Prudential Property and Casualty Company, as subrogee of Braxton Jones and wife, Linda Jones, appeals from a sanction order dismissing with prejudice its subrogation suit against Dow Chevrolet-Olds, Inc. Prudential's insureds, the Joneses, reside in Scottsdale, Arizona, and refused to appear in Texas to have their depositions taken. The district court ordered them to appear in Wood County, Texas, to be deposed and warned Prudential that if the Joneses did not appear, its cause of action would be dismissed. When the Joneses failed to appear as ordered, the court granted Dow's motion to dismiss the case.

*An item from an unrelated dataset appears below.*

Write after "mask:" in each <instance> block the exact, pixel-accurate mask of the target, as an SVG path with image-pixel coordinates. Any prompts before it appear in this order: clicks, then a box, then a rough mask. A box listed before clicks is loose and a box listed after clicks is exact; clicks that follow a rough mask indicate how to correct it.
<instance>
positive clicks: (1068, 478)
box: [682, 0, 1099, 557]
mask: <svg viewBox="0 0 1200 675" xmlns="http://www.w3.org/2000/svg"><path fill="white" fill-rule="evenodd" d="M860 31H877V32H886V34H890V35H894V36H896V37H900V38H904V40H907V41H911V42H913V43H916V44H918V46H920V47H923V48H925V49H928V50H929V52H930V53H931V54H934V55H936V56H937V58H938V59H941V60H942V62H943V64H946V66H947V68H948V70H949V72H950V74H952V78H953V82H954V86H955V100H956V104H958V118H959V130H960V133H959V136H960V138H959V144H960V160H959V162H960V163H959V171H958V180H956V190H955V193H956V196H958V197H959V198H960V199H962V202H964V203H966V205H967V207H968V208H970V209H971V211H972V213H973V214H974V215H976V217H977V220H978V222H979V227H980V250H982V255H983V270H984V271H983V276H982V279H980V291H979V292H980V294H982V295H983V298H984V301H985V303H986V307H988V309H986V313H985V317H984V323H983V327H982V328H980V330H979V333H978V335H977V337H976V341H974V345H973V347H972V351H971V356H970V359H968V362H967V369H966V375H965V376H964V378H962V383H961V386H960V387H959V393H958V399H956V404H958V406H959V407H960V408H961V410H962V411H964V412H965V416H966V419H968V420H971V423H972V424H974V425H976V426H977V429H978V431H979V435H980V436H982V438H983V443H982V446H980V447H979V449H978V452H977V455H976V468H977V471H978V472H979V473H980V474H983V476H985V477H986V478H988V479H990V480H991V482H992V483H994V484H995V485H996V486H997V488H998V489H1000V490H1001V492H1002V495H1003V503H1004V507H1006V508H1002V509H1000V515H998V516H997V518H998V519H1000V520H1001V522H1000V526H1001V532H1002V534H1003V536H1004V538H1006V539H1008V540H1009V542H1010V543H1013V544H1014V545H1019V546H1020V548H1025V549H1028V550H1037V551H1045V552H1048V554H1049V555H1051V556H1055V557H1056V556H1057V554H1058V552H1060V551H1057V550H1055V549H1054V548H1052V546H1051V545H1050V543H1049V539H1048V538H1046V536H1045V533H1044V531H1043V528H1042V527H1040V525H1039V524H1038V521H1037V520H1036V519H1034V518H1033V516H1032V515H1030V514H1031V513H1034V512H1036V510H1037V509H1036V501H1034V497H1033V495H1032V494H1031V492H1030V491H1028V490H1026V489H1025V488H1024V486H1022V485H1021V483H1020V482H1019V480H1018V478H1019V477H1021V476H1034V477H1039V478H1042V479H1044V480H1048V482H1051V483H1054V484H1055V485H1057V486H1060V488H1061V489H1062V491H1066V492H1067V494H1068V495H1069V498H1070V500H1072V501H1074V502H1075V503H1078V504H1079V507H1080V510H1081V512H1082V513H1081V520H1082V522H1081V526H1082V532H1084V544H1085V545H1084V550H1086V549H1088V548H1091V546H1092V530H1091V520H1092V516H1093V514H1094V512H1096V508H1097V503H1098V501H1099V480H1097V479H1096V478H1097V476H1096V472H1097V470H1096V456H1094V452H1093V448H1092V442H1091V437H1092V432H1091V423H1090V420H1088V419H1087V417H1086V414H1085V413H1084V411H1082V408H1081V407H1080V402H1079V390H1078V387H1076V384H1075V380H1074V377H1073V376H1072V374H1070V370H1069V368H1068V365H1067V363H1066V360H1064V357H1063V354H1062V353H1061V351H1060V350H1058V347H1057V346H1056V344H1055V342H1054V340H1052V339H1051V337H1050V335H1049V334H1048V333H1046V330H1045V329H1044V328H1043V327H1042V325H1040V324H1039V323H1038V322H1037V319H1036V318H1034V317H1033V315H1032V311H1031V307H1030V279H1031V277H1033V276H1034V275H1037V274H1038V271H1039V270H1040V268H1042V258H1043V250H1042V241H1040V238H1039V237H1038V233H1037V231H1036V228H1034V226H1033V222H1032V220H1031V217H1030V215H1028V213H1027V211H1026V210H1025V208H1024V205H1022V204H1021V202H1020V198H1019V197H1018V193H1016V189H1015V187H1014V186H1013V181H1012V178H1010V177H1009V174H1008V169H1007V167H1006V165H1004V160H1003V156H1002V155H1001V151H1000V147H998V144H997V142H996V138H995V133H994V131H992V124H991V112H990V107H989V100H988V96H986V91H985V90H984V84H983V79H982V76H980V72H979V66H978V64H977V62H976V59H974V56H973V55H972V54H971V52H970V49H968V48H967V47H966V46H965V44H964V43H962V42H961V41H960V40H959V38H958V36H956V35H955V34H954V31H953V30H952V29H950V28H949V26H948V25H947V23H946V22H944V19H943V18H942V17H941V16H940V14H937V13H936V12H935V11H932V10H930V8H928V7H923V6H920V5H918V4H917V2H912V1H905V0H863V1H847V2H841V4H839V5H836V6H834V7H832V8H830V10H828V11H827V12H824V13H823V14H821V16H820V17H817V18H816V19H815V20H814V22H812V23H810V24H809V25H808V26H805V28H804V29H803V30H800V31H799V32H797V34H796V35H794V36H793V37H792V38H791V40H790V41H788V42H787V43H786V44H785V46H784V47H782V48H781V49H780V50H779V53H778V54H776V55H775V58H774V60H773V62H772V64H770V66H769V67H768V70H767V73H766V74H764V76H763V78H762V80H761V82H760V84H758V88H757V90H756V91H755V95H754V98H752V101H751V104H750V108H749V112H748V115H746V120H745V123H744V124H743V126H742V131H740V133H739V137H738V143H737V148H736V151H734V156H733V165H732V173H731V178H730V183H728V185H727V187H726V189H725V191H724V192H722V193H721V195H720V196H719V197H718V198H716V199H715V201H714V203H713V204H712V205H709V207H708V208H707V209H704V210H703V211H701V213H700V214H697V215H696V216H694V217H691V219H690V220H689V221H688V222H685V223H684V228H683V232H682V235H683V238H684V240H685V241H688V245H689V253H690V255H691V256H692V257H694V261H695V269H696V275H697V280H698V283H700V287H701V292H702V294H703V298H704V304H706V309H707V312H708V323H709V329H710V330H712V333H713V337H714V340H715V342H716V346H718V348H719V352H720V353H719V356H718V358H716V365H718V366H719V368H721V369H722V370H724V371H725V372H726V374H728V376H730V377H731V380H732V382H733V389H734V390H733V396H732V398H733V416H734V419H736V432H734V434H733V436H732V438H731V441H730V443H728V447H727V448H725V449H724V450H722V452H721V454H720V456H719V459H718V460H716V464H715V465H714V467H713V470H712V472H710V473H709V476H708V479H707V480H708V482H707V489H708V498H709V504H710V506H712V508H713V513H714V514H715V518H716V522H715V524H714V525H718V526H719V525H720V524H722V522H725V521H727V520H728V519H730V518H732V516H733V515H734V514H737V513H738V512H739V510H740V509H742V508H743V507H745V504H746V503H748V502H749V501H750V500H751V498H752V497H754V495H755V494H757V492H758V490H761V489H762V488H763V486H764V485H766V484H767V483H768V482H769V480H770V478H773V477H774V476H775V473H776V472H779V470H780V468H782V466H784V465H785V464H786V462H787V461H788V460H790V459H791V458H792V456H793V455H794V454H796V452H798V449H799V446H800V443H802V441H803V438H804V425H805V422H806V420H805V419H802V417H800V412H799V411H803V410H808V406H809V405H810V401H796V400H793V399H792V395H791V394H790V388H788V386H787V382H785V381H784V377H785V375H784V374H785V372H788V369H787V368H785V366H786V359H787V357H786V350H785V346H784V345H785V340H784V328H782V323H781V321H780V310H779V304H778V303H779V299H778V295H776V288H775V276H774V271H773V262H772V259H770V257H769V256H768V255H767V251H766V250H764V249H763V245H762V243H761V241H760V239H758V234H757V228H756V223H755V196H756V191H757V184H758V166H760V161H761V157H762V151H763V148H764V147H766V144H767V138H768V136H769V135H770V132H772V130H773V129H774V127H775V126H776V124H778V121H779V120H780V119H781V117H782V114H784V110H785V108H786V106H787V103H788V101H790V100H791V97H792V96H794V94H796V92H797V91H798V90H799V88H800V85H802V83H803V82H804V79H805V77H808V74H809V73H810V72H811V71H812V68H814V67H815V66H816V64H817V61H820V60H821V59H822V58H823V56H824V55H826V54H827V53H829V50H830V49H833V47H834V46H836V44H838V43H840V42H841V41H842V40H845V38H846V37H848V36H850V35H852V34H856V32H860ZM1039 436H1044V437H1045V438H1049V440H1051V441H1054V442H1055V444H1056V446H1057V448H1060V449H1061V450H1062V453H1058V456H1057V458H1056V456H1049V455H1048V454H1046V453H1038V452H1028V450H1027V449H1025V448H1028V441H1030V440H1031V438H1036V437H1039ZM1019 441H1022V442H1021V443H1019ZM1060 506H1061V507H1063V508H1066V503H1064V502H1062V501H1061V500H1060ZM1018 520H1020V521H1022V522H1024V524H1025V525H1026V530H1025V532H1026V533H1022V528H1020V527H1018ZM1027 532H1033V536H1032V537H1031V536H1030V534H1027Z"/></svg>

Prudential contends that the Joneses should be considered witnesses for the purpose of determining the time and place for depositions, that the trial court may not dismiss an insurance company's subrogation suit for alleged discovery violations by the insureds, and finally, that the trial court abused its discretion in failing to consider a lesser discovery sanction and in dismissing Prudential's suit.


The record shows that Dow serviced the Joneses' automobile in June and July of 1995, and that on August 8, 1995, that vehicle caught fire in the garage of their home, damaging not only the car, but their garage and a portion of their home as well. Prudential was the Joneses' insurance carrier and compensated them for this loss. On February 20, 1997, Prudential filed suit against Dow, claiming that Dow's work on the automobile was the cause of the fire. The suit was filed in Wood County and was brought in the names of the Joneses only. There was no indication from the style or the content of the petition that Prudential was bringing this suit as subrogee of the Joneses. However, after Dow insisted on taking the Joneses' depositions in the county where the suit was brought, Prudential revealed that this action was a subrogation matter and that it was the only real party in interest. Prudential contended that since the Joneses were merely fact witnesses, and since they now live in Arizona, they are not required to give their depositions in Texas. The trial court disagreed and granted Dow's motion to compel the Joneses to appear in Texas to be deposed. The court warned Prudential that if the Joneses did not appear as ordered, the case would be dismissed. The Joneses refused to appear in Texas. Prudential offered to pay Dow's expenses associated with taking the depositions in Arizona, but Dow declined their offer. The trial court then dismissed Prudential's case with prejudice.


In a subrogation action, it is well established that there is only one cause of action for the insured's injuries, and that cause of action belongs to the insured. See Guillot v. Hix, 838 S.W.2d 230, 232 (Tex. 1992) (dealing with subrogation in the context of workers' compensation). However, simply because the claim belongs to the insured does not mean that the insurer must wait for the insured to assert this claim in order for the insurer to recover. See Franks v. Sematech, Inc., 936 S.W.2d 959, 960 (Tex. 1997) (dealing with subrogation in the context of workers' compensation). The insurer can assert its subrogation claim independently of the insured, even though that claim is considered derivative of the insured's claim. See Guillot, 838 S.W.2d at 232, 235. When an insurer asserts this type of claim without the insured, the insurance carrier may sue in its own name or in the insured's name. See Franks, 936 S.W.2d at 960; Camden Fire Ins. Ass'n v. Eckel, 14 S.W.2d 1020, 1021-22 (Tex. Comm'n App. 1929, judgm't adopted); Jaskolski v. Jahn, 410 S.W.2d 858, 859 (Tex. Civ. App.-Waco 1966, no writ); Fort Worth & Denver Ry. Co. v. Ferguson, 261 S.W.2d 874, 880 (Tex. Civ. App.-Fort Worth 1953, writ dism'd).